Oxford researchers didn’t know which measurement to trust. They decided to use a lower-strength dose. That way, even if their measurement was wrong, the dosage was sure to be safe, albeit smaller than originally intended.
Participants would get two injections, which were supposed to be about a month apart. Oxford began administering the vaccine. Within a few days, participants reported fewer side effects like sore arms or slight fevers than participants had during the first trial. The Oxford researchers later identified an ingredient in the outside manufacturer’s vaccine batch that had skewed their measurement upward. That confirmed they were using a half-strength dose.

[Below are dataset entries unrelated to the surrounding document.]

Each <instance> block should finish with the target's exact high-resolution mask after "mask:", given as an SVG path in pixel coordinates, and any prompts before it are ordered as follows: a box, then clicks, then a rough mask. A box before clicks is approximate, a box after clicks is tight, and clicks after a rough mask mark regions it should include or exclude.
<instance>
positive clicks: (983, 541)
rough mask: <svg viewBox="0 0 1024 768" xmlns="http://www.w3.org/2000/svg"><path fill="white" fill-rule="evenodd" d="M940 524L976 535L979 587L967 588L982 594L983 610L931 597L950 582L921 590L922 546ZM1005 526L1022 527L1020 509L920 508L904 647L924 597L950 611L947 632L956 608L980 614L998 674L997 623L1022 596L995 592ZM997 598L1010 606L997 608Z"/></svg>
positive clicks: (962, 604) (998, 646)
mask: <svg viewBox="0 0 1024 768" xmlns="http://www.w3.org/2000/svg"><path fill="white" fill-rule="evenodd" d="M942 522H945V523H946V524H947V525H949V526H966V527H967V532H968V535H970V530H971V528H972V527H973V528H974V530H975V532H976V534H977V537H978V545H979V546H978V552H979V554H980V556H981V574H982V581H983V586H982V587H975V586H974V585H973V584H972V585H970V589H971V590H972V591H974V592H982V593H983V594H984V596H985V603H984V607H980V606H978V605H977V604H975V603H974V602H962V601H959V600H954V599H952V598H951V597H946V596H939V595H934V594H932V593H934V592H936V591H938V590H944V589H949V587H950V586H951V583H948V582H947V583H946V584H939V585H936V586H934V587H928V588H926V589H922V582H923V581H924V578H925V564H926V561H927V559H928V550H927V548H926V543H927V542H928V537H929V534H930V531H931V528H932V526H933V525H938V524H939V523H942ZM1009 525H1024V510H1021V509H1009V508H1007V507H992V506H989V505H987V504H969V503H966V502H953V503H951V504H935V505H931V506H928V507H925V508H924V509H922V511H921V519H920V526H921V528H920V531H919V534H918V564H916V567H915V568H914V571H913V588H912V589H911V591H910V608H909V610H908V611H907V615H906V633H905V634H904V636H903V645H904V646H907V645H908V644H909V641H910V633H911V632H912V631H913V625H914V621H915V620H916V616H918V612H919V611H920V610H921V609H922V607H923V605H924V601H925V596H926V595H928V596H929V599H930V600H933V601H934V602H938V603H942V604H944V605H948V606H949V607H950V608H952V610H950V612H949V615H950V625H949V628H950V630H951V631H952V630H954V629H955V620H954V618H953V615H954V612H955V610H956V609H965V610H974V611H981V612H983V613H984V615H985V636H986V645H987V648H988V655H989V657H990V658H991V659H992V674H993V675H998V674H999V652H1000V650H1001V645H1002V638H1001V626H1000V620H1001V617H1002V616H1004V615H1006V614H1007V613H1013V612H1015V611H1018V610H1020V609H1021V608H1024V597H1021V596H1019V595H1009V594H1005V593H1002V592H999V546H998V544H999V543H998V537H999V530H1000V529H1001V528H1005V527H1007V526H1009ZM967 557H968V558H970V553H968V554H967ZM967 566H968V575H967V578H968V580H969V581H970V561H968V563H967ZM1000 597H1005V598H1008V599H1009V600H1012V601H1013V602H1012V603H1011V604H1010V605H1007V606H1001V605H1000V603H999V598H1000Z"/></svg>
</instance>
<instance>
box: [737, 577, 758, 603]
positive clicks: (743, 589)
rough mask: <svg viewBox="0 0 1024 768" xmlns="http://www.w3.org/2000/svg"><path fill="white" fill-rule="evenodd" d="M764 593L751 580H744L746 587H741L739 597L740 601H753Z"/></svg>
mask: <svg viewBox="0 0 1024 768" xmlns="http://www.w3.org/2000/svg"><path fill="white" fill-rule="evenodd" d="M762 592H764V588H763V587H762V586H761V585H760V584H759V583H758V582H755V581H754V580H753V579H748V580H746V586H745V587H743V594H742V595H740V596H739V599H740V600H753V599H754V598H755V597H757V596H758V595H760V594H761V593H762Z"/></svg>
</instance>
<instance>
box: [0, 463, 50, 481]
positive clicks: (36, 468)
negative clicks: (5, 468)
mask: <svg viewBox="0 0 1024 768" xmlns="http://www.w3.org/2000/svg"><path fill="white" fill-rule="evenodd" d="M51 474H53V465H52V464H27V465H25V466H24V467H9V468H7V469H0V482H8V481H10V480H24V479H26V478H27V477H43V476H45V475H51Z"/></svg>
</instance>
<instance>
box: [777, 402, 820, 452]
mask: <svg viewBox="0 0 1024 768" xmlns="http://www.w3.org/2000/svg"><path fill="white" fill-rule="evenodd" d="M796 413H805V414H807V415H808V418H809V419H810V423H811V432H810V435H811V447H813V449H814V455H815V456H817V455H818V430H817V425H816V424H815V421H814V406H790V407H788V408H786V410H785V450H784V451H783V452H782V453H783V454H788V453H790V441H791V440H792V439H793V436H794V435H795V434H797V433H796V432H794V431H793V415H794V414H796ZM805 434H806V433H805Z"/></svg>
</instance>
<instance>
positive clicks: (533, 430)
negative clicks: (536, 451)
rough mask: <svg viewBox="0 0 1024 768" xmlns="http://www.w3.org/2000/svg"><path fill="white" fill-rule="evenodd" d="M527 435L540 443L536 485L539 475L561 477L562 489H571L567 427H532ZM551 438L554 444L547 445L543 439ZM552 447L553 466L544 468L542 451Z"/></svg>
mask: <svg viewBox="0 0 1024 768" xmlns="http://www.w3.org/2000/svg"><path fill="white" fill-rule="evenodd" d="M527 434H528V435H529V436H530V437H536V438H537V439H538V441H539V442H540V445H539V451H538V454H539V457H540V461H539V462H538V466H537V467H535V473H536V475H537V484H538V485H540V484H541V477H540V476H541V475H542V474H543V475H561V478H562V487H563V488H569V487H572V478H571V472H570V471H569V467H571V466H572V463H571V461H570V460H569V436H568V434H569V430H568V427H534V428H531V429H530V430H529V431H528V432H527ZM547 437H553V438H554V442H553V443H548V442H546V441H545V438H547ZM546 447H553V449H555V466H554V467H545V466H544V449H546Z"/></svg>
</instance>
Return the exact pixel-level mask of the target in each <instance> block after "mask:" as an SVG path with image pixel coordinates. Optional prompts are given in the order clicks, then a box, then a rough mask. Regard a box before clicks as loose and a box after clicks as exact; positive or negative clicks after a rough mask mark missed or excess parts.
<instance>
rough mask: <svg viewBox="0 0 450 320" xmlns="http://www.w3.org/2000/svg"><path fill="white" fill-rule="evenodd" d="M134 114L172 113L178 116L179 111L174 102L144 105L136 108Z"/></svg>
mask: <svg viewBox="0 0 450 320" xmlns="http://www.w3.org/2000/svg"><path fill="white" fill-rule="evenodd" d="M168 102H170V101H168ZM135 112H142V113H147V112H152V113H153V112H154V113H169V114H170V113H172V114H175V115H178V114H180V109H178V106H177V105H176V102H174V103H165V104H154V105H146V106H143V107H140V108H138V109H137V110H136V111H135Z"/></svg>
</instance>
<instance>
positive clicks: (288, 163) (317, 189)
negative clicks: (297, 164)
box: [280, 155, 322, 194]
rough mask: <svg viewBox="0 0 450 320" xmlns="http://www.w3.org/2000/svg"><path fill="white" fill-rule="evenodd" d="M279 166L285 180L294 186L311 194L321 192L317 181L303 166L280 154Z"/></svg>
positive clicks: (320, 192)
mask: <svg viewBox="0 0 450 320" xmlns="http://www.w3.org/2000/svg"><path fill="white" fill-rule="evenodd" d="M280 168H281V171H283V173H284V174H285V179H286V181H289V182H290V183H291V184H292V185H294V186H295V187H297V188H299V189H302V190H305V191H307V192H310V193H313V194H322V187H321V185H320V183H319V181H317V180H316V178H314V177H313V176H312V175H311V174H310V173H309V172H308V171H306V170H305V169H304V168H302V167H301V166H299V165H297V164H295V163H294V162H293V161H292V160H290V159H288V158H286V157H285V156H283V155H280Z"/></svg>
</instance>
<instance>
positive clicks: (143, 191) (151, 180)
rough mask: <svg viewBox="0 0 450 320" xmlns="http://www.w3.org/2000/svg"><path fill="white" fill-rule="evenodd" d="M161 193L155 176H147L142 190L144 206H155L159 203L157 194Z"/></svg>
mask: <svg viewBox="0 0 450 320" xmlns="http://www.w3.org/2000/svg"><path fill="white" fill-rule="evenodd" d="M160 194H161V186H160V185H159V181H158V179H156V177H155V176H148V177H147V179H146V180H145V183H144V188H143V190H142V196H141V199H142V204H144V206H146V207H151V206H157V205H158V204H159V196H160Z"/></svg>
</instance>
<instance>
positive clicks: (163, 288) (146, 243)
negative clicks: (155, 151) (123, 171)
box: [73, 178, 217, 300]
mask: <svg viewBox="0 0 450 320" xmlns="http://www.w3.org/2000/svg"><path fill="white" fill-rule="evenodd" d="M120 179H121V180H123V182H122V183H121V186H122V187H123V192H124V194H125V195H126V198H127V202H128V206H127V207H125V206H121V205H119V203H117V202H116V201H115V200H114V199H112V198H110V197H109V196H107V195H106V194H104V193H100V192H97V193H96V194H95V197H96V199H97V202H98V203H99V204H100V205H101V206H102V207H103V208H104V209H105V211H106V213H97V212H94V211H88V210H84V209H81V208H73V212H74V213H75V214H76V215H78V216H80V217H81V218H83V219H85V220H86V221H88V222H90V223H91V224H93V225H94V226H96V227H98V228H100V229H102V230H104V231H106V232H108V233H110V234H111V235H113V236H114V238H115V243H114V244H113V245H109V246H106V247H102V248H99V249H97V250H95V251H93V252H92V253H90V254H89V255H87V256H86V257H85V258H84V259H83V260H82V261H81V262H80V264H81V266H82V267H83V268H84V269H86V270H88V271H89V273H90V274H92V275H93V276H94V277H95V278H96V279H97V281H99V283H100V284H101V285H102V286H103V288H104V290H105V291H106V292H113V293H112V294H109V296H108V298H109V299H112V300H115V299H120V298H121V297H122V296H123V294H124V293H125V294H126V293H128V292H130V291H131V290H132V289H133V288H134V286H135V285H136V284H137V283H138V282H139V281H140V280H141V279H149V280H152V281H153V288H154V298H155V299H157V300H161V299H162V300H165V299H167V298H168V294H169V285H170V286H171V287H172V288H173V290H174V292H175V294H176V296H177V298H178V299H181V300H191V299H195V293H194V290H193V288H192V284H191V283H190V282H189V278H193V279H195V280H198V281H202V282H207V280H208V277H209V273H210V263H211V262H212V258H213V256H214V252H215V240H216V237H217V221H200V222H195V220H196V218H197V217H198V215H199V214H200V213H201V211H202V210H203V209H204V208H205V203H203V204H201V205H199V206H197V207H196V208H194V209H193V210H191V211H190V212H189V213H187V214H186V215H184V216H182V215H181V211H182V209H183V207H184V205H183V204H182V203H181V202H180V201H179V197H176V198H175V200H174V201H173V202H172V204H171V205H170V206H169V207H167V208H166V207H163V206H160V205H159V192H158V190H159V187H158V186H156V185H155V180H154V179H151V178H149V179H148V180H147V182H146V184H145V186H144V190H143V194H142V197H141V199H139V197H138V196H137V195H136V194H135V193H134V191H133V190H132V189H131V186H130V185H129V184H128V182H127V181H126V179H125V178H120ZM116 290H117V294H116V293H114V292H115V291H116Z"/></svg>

When the confusion over the dosing emerged months later, it would complicate efforts by scientists and public health officials to understand how well the vaccine worked.
In the meantime, public health authorities were increasingly embracing the inexpensive, easy-to-produce vaccine. In June, Soumya Swaminathan, the World Health Organization’s chief scientist, called it “probably the leading candidate.” In July, the head of the British government’s vaccine task force, Kate Bingham, told lawmakers that it was “the most advanced vaccine anywhere in the world.”
Trump administration officials, too, were enthusiastic. The White House chief of staff, Mark Meadows, told congressional leaders on July 30 that the Oxford-AstraZeneca vaccine could win emergency authorization from the F.D.A. as early as September, two people briefed on the discussion previously told The New York Times. (A spokesman for Mr. Meadows disputed that he had discussed AstraZeneca’s prospects.)
Such optimism was premature.
Federal health officials had said in June that in order to authorize a vaccine, the F.D.A. would likely need to see late-stage data from at least 30,000 trial participants. By then, Oxford’s trials in Britain and Brazil were underway, and even if their results were pooled they would fall short of that F.D.A. threshold. (The agency has never closed the door on relying entirely on data from overseas trials to authorize a vaccine.)